Fear gripped Europe's banks yesterday as shares in French and Italian lenders dived on concerns they would be crippled by the eurozone crisis.
Société Générale led French banks down as market rumours about its financial position sent its shares tumbling more than 20 per cent during the trading session. SocGen, France's second-biggest bank, was forced to issue a statement denying speculation that it was in trouble.
Shares in Unicredit and Intesa, two of Italy's biggest banks, were suspended because of volatile trading. Fears about Italy's sovereign-debt burden sent the banks down 9.4 per cent and 13.7 per cent respectively.
French banks were hit by rumours that France was about to follow the US and lose its top AAA credit rating. SocGen shares closed down almost 15 per cent and have nearly halved in the past four weeks. BNP Paribas, France's biggest bank, fell 9.5 per cent.

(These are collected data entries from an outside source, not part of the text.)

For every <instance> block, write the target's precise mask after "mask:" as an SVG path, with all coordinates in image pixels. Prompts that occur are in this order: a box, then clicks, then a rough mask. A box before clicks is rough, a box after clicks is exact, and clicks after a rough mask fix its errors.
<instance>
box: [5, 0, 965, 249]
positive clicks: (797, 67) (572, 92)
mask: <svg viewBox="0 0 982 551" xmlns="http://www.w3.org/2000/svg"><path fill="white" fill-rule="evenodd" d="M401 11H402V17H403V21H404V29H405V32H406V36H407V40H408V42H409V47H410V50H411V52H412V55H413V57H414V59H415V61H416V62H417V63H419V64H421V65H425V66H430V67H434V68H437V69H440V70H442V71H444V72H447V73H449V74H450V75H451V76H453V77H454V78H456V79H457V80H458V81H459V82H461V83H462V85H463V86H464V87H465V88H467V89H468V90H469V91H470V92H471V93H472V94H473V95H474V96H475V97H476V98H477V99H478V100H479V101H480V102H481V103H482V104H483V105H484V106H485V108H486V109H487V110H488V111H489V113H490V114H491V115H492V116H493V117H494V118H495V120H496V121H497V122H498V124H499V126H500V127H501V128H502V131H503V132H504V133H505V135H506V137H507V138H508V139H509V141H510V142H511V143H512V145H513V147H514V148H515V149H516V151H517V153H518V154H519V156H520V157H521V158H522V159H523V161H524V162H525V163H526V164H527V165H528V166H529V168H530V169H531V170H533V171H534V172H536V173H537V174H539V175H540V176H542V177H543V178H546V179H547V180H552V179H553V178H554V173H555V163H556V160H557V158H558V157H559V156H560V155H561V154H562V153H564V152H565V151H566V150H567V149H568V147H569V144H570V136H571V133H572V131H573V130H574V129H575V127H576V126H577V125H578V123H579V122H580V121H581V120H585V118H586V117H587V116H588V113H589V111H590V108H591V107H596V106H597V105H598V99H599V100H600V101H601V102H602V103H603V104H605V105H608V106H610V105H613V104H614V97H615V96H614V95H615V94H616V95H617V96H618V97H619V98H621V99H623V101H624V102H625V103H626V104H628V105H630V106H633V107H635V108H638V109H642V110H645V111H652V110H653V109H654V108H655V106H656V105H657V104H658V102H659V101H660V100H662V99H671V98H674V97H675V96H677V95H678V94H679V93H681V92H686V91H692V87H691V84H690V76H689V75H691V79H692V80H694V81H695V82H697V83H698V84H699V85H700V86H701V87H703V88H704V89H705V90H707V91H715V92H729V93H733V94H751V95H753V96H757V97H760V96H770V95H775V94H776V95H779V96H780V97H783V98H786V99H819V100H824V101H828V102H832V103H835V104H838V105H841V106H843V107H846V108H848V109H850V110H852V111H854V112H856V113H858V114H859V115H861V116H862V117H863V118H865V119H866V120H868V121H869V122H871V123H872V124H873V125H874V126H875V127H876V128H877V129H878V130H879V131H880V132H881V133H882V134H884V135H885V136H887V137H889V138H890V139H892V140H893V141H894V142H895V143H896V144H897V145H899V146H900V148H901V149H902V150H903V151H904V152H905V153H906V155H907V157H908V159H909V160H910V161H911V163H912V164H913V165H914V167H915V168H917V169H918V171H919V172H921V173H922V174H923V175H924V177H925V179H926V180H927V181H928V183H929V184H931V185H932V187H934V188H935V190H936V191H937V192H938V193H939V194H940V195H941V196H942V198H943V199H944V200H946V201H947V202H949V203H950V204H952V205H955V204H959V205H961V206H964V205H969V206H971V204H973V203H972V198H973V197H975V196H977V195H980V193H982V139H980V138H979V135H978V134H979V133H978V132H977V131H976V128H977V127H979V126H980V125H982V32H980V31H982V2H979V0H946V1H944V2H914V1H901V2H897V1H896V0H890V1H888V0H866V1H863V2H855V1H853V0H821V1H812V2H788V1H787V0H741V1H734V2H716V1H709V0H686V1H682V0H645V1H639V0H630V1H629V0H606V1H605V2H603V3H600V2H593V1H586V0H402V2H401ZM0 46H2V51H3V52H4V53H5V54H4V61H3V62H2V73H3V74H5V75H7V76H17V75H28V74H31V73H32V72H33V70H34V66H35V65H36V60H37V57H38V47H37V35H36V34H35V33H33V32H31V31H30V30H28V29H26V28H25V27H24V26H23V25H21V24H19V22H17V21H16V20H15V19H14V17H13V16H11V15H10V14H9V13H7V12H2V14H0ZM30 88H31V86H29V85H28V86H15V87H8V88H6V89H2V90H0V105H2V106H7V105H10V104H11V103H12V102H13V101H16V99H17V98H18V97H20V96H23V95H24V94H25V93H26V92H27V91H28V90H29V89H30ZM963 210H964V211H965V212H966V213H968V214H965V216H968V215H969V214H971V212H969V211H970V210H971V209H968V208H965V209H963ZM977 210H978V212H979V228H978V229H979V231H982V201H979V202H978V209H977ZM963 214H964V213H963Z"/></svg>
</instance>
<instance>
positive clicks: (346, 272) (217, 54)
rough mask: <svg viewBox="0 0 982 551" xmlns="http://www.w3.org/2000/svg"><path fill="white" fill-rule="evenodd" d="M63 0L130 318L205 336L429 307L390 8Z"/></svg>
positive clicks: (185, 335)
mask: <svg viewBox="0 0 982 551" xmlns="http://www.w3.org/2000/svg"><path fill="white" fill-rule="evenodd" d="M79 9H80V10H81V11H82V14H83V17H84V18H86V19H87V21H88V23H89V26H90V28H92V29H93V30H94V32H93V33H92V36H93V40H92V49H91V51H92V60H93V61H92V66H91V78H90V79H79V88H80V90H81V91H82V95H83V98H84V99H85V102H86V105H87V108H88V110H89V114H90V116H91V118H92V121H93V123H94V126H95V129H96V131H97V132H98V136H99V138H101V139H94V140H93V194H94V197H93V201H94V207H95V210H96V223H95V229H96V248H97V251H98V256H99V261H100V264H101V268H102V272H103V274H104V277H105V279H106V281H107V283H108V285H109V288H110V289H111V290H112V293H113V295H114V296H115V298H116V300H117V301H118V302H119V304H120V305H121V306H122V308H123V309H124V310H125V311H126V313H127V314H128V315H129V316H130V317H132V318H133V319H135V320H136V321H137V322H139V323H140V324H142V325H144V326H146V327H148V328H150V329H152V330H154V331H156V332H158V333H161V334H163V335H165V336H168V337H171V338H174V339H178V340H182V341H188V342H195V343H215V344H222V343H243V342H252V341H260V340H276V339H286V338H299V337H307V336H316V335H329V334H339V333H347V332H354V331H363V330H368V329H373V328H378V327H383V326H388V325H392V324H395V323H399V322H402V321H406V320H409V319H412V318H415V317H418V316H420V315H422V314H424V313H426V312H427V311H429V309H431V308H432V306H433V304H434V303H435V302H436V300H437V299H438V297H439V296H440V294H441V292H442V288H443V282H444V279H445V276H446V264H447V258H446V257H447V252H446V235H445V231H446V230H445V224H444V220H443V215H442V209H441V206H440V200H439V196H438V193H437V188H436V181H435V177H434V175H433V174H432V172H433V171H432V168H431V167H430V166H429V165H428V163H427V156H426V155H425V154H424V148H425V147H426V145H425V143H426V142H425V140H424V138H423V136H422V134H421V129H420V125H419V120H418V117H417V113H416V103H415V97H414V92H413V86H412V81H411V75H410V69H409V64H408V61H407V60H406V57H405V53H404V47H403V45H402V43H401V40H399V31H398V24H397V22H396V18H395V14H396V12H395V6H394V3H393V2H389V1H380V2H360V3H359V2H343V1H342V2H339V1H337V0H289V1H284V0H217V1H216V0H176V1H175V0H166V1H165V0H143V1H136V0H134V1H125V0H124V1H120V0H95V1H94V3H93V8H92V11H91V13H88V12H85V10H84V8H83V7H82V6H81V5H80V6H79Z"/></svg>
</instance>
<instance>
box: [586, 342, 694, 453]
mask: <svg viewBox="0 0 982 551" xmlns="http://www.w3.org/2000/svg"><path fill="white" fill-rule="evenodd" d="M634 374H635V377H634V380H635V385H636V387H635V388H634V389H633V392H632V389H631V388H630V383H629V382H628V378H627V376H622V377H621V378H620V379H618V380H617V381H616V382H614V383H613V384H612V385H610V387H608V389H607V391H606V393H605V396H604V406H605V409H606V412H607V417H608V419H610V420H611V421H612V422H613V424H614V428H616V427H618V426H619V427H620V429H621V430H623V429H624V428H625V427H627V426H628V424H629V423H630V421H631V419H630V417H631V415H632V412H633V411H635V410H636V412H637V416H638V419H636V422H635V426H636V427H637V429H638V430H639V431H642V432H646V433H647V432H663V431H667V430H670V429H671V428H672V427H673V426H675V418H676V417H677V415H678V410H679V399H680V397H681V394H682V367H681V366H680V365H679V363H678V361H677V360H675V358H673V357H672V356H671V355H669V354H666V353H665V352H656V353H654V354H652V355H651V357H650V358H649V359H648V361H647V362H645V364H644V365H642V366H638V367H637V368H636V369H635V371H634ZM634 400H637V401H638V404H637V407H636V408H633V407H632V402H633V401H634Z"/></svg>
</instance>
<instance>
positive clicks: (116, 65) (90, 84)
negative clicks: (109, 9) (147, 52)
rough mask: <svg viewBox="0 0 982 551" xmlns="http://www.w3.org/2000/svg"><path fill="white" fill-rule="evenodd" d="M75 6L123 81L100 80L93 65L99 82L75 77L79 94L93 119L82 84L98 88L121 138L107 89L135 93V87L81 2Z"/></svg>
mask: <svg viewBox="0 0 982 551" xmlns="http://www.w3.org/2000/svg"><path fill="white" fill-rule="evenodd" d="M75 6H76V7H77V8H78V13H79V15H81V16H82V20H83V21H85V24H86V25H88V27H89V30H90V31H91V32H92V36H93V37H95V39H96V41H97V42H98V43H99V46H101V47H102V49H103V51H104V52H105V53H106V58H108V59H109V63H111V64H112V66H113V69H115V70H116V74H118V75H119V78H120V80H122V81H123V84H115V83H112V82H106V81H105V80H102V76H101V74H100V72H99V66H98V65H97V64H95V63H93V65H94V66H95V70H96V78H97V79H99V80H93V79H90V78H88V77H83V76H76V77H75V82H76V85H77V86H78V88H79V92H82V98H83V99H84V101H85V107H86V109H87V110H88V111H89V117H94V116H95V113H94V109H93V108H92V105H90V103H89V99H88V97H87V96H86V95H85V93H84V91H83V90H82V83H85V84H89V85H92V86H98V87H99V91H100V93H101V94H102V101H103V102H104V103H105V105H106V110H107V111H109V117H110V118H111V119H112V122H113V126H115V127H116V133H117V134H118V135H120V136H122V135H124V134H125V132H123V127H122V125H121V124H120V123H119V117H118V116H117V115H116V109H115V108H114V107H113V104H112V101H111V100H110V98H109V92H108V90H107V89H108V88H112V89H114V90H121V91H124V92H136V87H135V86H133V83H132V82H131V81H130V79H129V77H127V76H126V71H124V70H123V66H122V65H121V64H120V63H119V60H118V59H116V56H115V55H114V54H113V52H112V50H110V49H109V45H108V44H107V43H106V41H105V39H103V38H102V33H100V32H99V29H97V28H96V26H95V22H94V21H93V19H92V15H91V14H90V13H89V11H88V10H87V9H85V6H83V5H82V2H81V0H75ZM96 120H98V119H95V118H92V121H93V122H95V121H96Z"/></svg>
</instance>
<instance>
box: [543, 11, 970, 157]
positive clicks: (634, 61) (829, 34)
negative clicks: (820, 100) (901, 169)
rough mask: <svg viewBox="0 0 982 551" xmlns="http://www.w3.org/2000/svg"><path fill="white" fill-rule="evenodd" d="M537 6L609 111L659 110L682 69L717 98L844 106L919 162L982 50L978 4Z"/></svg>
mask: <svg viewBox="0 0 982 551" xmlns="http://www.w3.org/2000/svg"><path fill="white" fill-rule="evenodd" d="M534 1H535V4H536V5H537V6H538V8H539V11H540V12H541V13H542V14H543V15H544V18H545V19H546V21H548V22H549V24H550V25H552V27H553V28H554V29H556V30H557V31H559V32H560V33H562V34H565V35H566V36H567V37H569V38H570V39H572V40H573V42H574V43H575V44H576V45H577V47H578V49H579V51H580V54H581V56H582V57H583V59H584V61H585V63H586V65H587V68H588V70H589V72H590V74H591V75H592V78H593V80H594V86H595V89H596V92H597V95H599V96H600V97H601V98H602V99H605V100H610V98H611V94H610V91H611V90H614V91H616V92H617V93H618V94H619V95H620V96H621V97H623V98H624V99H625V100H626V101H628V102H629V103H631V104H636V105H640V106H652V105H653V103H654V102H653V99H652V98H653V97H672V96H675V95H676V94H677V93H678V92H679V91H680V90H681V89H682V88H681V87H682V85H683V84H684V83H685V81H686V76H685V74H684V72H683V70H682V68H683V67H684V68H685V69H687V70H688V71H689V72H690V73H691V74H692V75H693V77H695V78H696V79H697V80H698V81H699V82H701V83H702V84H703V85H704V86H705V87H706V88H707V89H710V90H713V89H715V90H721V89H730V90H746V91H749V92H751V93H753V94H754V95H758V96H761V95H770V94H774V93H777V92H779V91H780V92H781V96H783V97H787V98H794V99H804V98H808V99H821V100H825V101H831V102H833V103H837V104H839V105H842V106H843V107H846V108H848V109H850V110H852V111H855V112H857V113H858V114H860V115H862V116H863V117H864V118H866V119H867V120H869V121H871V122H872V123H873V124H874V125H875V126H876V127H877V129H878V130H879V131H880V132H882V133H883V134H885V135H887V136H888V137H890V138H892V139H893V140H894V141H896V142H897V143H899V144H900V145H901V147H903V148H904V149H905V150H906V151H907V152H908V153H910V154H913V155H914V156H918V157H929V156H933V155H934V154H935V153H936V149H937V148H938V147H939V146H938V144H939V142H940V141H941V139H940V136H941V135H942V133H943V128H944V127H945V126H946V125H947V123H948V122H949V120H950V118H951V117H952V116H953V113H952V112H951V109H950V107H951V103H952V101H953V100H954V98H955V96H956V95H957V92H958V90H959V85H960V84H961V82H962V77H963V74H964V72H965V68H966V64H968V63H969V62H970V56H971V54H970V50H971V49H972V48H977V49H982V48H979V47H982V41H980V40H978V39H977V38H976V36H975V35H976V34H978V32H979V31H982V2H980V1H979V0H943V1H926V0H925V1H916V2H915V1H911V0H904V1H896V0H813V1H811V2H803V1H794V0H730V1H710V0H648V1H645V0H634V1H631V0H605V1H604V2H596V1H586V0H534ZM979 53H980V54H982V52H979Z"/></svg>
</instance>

SocGen also suffered after a typographical error in a Reuters chart sparked concerns that the bank, a big bullion trader, was trying to raise cash by selling gold futures cheaply. Later, rumours swept the market that an unlisted French insurer was in financial difficulty and had sold its big holding of SocGen shares. SocGen last week revealed a slump in second-quarter profit as the bank was hit by its big exposure to Greece. The bank also admitted it was unlikely to meet its 2012 profit forecast.
A SocGen spokesman said there had been no change since the profit warning, adding: "SocGen categorically denies all the market rumours."
The eurozone crisis is in danger of spreading from peripheral countries such as Greece and Portugal to major economies such as Italy, Spain or even France. Fears about which banks might be hit by holdings of bonds issued by troubled countries have led to inter-bank lending costs soaring.
British banks were also casualties. Barclays dropped 8.7 per cent, followed by Standard Chartered and Royal Bank of Scotland, which both shed more than 7 per cent. Santander, Spain's biggest bank, fell 8.3 per cent.